Koh Chang ist die Hauptinsel des gleichnamigen Meeres-Nationalparks im Golf von Thailand im äußersten Osten Zentralthailands. Vor einigen Jahren hat man - wohl im Zuge der Etablierung des Nationalparkschutzes  - Stichstraßen durch's Gebirge bis an die Küste und Walkways durch die Mangroven gebaut, um die landschaftlich schönsten Gebiete für Besucher zugänglich zu machen. Ihre Pflege muss dann aber irgendwie "unter den Tisch gefallen" sein. Zugegebenermaßen ist das mit Sicherheit ein besonders kostspieliges Unterfangen - so, wie die klimatischen Verhältnisse hier jeder Art von Baumaterial zusetzen. In der Regenzeit sind Schlammlawinen und Überschwemmungen "normal", die Straßen rutschen ab oder werden insbesondere an den hier unvermeidlichen großen Steigungen löchrig und tief ausgewaschen. Auch den Walkways fehlen etliche Planken. Aber man sollte das gar nicht zu arg beklagen, denn allein wenn es nur so bliebe, wie es ist, wäre schon viel gewonnen! Der Tourismusindustrie wird die Westküste sicher bald zu eng werden, sie wird auch den Rest der Insel überwuchern und der Natur ihren Platz streitig machen. Außerdem und schlimmer noch: Schrimp-Farmen in direkter Nachbarschaft der Mangroven leiten immer wieder Chemikalien in den Schlamm, der sich dort nachhaltig festsetzt und das so wertvolle und hochproduktive Ökosystem sukzessive abtötet. Für ein Gegensteuern dürfte es bereits zu spät sein.
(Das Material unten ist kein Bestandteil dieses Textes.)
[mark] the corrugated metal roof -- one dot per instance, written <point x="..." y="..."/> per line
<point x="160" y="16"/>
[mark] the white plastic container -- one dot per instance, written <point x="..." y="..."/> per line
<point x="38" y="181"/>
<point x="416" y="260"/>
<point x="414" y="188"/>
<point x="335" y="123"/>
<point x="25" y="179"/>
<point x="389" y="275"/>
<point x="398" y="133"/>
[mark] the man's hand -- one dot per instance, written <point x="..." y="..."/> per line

Wir sind also froh darum, quasi noch rechtzeitig hiergewesen zu sein. Statt in einem Ort voller Resorts wohnten wir in einem Dorf inmitten von Mangrovenwälder. Normales Leben auf dem Lande. Die Leute sitzen beieinander vor ihren Häusern, den nie geschlossenen Shops und auf den bunten Fischerbooten. Streunt man über die Stege zwischen den Häusern, unter denen das Brackwasser faulig miefend schwappt, wird man gegrüßt, es wird ein wenig gescherzt, die Kinder erlauben sich ein paar Späße. Oder man sitzt im Dunkeln auf dem "eigenen" Steg und lauscht in die Mangroven hinein. Hat man Glück, hört man einen großen Gekko rufen, sehr selten mittlerweile! Ständig in den Ohren hat man dagegen das seltsame laute Knacken der Knallkrebse - die gehören ja wohl mit zu den seltsamsten Erfindungen der Natur. Paddelt man tagsüber ein wenig durch den Wald, kann man Schwärme von weißen Kranichen auffliegen sehen und große Kingfisher "bei der Arbeit" beobachten. Man kann aber auch mit einem schnittigen Motorboot auf eine der vorgelagerten Inseln cruisen und schnorcheln bis die Haut schrumpelt. Paradiesisch!


Erholt und nun erst richtig reiselustig geht's nachhause. Wir freuen uns auf europäischen Frühling. Und werden gut zu tun haben: den Laster aus dem Winterquartier holen und reisefertig machen, denn in ein paar Wochen schon ziehen wir los. Diesmal für länger, in Richtung KAUKASUS.